Chosen Plaintext Attack
Even though we have no clue about the key that was used, it so turns out we can do something that is known in the world of cryptography as a chosen plaintext attack. Essentially, this means that if we can make a guess on what the contents is supposed to be for one of the files, then we can infer the key that was used.
If we look at the names of the files in the Files
folder, we see something interesting. One of the files is called latin_alphabet.txt.encrypted
. A good guess therefore for the expected plaintext would be the following string:
ABCDEFGHIJKLMNOPQRSTUVWXYZ
From the ReadConsoleA
call, as well as the loop condition, we can see that the password is only 8 bytes long. Since it is short enough to make bruteforcing feasible, we don’t have to bother actually reversing any of the operations, making remainder of the challenge very easy. Let’s build a bruteforcer in Python:
cipher_text = open("Files/latin_alphabet.txt.encrypted", "rb").read()

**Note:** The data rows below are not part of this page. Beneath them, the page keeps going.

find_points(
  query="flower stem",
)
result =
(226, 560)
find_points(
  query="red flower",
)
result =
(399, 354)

known_plaintext = b"ABCDEFGHIJKLMNOPQRSTUVWXYZ"
key = bytearray()
for i in range(8):
pt = known_plaintext[i]
for j in range(0, 255):
c = cipher_text[i]
c ^= j
c = ((c << i) | (c >> (8 - i))) & 0xFF
c = (c - i) & 0xFF
if c == pt:
key.append(j)
break
print(key)
Running this program will print out the following string:
No1Trust
Entering this password in our original decryptor program successfully decrypts all files in the Files
directory, including the critical_data.txt
. This file contains the following string:
(>0_0)> You_Have_Awakened_Me_Too_Soon_EXE@flare-on.com <(0_0<)
… revealing the flag.